He saw that he had thrown and lost; and a man who loses his last throw is generally desperate. Regardless of consequences, he seized her roughly in his arms. She struck him across the eyes with full strength, and she was no weakling. He gasped in pain and released her.

"If I were a man," she said quietly, but with lightning in her eyes, "you should die for that!" She left him.

Worth, a hundred varied emotions rocking him, stared after her till she was no longer in sight. There were tears in his eyes and a ringing in his head. Fool! To play this kind of game against that kind of woman! Fool, fool! He had written the end himself. It was all over. He went to his room, got together his things, found a cart, and drove secretly into Florence.

On the night of the ball there was a brilliant moon. Rosy Chinese lanterns stretched from tree to tree. The little god in the fountain gleamed with silver on one side and there was a glow as of life on the other. From the long casement windows, opened to the mild air of the night, came the murmur of music. The orchestra was playing Strauss, the dreamy waltzes from The Queen's Lace Handkerchief. Bright uniforms and handsome gowns flashed by the opened windows. Sometimes a vagrant puff of air would find its way in, and suddenly the ball-room dimmed and the dancers moved like phantoms. The flames of the candles would struggle and, with many a flicker, right themselves, and the radiant colors and jewels would renew their luster.

O'Mally, half hidden behind a tree, wondered if he had not fallen asleep over some tale by Scheherazade and was not dreaming this. But here was old Pietro standing close by. It was all real. At odd whiles he had a vision of Kitty in her simple white dress, of Merrihew's flushed face, of Hillard's frowning pallor, of La Signorina wholly in black, a rare necklace round her white throat, a star of emeralds in her hair, her face calm and serene. Where would they all be on the morrow?

"Pietro, she is more than beautiful!" sighed O'Mally.

"But wait," said Pietro. He alone among the men knew the cause of Worth's disappearance. "Trouble."

Leaning against the door which gave entrance to the ball-room from the hall were two officers, negligently interested in the moving picture. "What do you make of it?" asked one.

"Body of Bacchus, you have me there!"

"Shall we go?"

"No, no! The prince himself will be here at eleven. He was, singularly enough, not invited; and knowing the story as I do, I am curious to witness the scene. The women are already picking her to pieces.

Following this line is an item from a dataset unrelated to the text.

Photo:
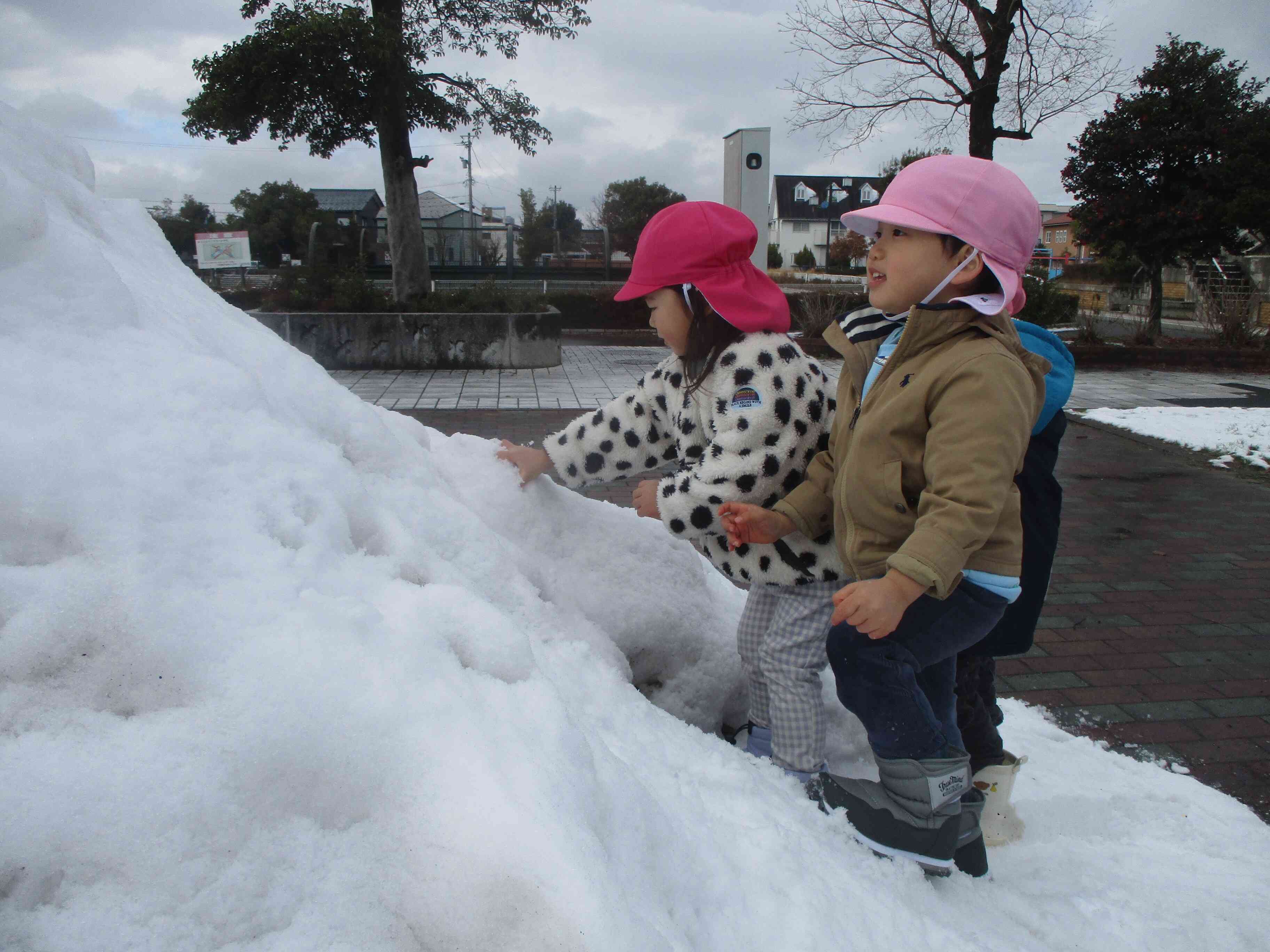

To give a ball in this hurried manner, without ladies in attendance! These Americans! But she is beautiful," with evident reluctance.

Hillard, peering gloomily over their shoulders, overheard. The prince! Oh, this must not be. There could be only one prince in a matter of this kind. He pushed by the Italians without apology for his rudeness, edged around the ball-room till he reached La Signorina's side. He must save her at all hazards.

"A word," he whispered in German.

"What is it?" she asked in the same tongue.

"The prince himself will be here at eleven."

"What prince?"

"Di Monte Bianca. Come, there is no time to lose. I have been holding my carriage ready ever since I came. Come."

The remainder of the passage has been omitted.